Drug Combination Branded/Generic Annual Cost/Patient (USD)*
Lotrel 5/20
(CCB + diuretic)
Branded 696
Hyzaar 100/25
(ARB + diuretic)
Branded 677
Zestoretic 20/25
(ACE inhibitor + diuretic)
Branded and generic 442
243
Ziac 5/6.25
(BB + diuretic)
Branded and generic 430
243

Cost
Drug costs in the last year of ALLHAT were high, Dr. Furberg reported (Table 3), and physicians must be sensitive to the fact that drug costs are an important consideration for patients, he noted.

Table 3. ALLHAT: Drug Costs to Patients (United States, 2002)[3]

Drug Annual Cost/
Patient (USD)*
Chlorthalidone 36
Amlodipine 679
Lisinopril
Branded
Generic
533
280

*Excludes licensing fee.
?Available as of third quarter of 2002.
The costs to society can vary widely (Table 4). Diuretics are the least expensive drugs for treating hypertension, and expensive drugs in most cases offer no added value, Dr. Furberg declared. Translating the ALLHAT findings into practice will reduce the financial cost of antihypertensive drugs, he believes.
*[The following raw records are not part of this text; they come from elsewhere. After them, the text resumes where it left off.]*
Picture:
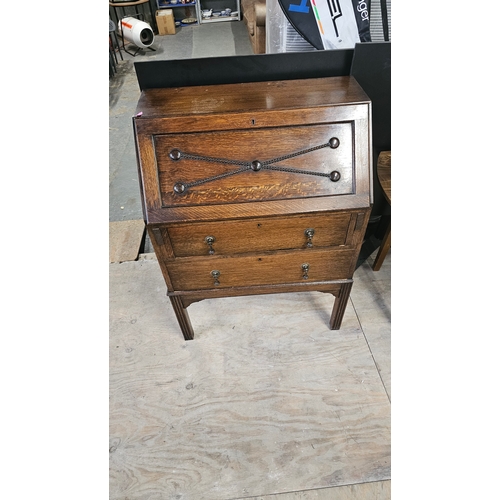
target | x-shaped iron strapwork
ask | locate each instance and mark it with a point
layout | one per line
(255, 165)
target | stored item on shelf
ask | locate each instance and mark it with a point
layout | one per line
(165, 22)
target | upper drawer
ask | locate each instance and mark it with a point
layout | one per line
(257, 235)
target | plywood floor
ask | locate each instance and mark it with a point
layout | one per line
(265, 403)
Table 4. Drug Costs to Society

Drug Class Average Annual Cost/Patient (USD)* No. of Annual
Users**
Total Drug
Cost (USD)
ACE inhibitors 280-533 12.7 3556-6769
CCBs 679 9.3 6315
Diuretics 36 6.9 248

*Price of largest-selling drug/class (2002).
In millions.

Drug Sales

A question that has been asked by many is whether the ALLHAT results have influenced sales of antihypertensive drugs. Dr. Furberg reported that since the publication of the ALLHAT report, sales of thiazide-type diuretics have increased, there has been no change in sales of loop diuretics, and sales of chlorthalidone, which is hardly ever used in the United States, have also remain unchanged. Prescriptions of hydrochlorothiazide (HCTZ) have increased from about 800,000 per month to over 1 million per month, an approximate 20% increase, over this short period of time. Sales of lisinopril, branded and generic combined, have increased steadily, but may now have reached a plateau. Amlodipine sales remained unchanged. Dr. Furberg announced that data for April 2003 show that HCTZ has now overtaken amlodipine in terms of number of prescriptions.
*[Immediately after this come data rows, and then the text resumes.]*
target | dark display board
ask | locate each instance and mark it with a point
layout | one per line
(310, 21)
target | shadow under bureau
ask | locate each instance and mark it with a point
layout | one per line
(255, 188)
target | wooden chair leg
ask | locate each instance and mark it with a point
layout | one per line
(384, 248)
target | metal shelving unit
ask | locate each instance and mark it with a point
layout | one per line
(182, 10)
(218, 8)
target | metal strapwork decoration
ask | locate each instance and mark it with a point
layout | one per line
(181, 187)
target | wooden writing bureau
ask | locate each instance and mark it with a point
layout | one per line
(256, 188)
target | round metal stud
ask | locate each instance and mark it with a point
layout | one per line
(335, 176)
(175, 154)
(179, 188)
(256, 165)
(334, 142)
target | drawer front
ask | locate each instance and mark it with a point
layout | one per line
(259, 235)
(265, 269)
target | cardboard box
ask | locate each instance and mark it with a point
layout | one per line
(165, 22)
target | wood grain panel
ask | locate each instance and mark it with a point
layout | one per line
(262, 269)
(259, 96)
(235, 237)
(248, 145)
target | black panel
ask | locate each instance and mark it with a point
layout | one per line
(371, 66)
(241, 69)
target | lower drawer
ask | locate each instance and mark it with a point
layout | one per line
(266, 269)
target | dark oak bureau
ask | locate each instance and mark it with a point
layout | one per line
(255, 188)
Spreading the Word About ALLHAT

The ALLHAT investigators believe that it is important to disseminate information about ALLHAT and its findings. A total of 34 papers will follow the publication of the original report in JAMA. Media coverage and presentations at major national meetings are planned, and an ALLHAT Web site (http://www.allhat.org) has been set up. Workshops with ALLHAT investigators will be given at 623 sites, and interaction with formulary committees and academic detailing will be used to spread the word about ALLHAT, Dr. Furberg announced.